Vicenza, 6 luglio 2026 – Il Consorzio Tutela Formaggio Asiago riconosce nella cucina di tradizione una delle espressioni più autentiche dell’identità dei territori. In questa prospettiva, accoglie con favore il deposito notarile della ricetta tradizionale dei Bigoli con l’arna, promosso dall’Accademia Italiana della Cucina dell’Alto Vicentino: un’iniziativa che documenta la presenza storica dell’Asiago DOP Stravecchio in uno dei piatti più rappresentativi della tradizione gastronomica veneta.
L’attività si basa su un lavoro di ricerca storico-documentale volto a preservare e tramandare la memoria culinaria del territorio. Lo studio condotto dall’Accademia, associazione impegnata nella tutela delle tradizioni gastronomiche e socio-culturali della cucina italiana, attesta la presenza dell’Asiago DOP Stravecchio maturato oltre 36 mesi, storicamente indicato anche “Vezena stravecio”, tra gli ingredienti della preparazione tradizionale dei Bigoli con l’arna, confermando il ruolo che questo formaggio ha avuto nel tempo e il suo radicamento nelle consuetudini alimentari.

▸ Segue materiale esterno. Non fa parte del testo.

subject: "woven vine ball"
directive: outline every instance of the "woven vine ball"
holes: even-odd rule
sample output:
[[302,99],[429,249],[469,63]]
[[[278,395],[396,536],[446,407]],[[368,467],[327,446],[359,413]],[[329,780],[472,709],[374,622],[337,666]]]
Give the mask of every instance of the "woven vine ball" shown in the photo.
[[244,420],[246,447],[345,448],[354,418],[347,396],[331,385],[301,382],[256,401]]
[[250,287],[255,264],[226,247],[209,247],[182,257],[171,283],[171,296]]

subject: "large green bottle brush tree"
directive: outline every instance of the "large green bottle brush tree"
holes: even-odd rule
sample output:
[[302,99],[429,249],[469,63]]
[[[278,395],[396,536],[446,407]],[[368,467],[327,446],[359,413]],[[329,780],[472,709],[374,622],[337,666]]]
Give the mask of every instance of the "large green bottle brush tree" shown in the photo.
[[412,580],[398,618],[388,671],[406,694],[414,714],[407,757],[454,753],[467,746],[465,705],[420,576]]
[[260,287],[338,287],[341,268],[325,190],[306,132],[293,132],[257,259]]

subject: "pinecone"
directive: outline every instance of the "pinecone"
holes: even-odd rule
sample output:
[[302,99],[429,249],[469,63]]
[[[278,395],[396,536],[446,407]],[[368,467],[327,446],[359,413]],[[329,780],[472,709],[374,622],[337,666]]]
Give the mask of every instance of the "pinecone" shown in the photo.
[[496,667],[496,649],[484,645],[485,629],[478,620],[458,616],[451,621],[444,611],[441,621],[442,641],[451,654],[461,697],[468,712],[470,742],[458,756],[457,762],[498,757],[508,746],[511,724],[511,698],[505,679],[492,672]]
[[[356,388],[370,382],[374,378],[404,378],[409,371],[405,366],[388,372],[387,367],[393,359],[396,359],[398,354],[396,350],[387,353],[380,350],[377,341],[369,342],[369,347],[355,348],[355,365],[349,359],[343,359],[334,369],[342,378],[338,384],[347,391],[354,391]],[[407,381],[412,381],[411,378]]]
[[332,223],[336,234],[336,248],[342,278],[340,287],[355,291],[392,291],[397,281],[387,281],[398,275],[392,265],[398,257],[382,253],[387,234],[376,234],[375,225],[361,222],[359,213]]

Secondo le fonti raccolte, la ricetta è riconducibile a pratiche gastronomiche diffuse nel territorio fin dal XVI. Nell’Alto Vicentino, nei giorni di festa, era consuetudine consumare pasta fresca condita con quanto offrivano l’orto e il cortile. Nel mese di ottobre, quando le anatre raggiungevano la maturazione ideale, in occasione della festa della Madonna della Vittoria, istituita nel 1571, si preparavano i “bigoi con l’arna”. Da questa tradizione deriva la ricetta trasmessa fino ai giorni nostri.

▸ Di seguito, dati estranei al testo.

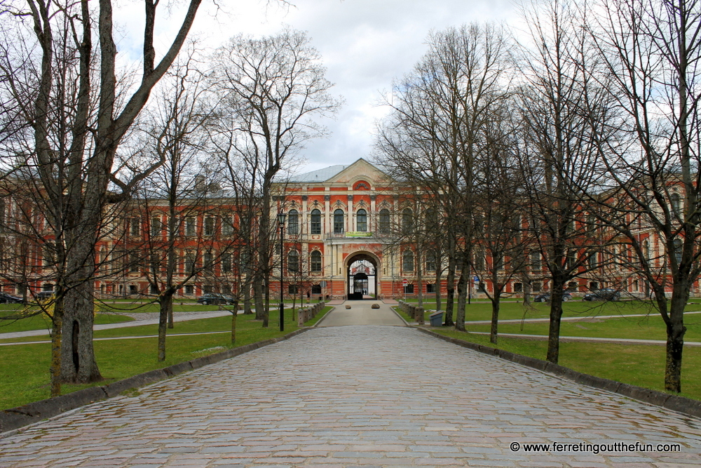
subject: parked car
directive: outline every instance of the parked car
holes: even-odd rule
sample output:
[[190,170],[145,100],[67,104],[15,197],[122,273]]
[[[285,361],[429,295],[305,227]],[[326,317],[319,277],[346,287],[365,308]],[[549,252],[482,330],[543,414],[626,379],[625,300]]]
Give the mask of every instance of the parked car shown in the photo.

Per il Consorzio Tutela Formaggio Asiago, la presenza dell’Asiago DOP Stravecchio in uno dei piatti simbolici della cucina regionale assume un significato che va oltre l’aspetto gastronomico. “La ricerca svolta dall’Accademia Italiana della Cucina”- afferma Fiorenzo Rigoni, presidente del Consorzio Tutela Formaggio Asiago. – “non è solo una conferma di una memoria gastronomica: sapere che l’Asiago Stravecchio è parte di questa ricetta da secoli ci ricorda che dietro ogni forma prodotta oggi esiste una storia condivisa che appartiene alla comunità ed è parte integrante della costruzione della sua identità”.
“I Bigoli con l’arna testimoniano la capacità dei nostri avi di trasformare pochi ingredienti: farina, uova, acqua e un condimento d’eccellenza in un piatto che è giunto fino a noi conservando il proprio significato culturale”, – aggiunge l’avvocato Mario Calgaro, curatore della ricerca e accademico dell’Accademia Italiana della Cucina dell’Alto Vicentino. “La loro storia ci invita a riscoprire la semplicità della cucina tradizionale e il cibo nella sua essenza più autentica: nutrimento ed espressione di una comunità.”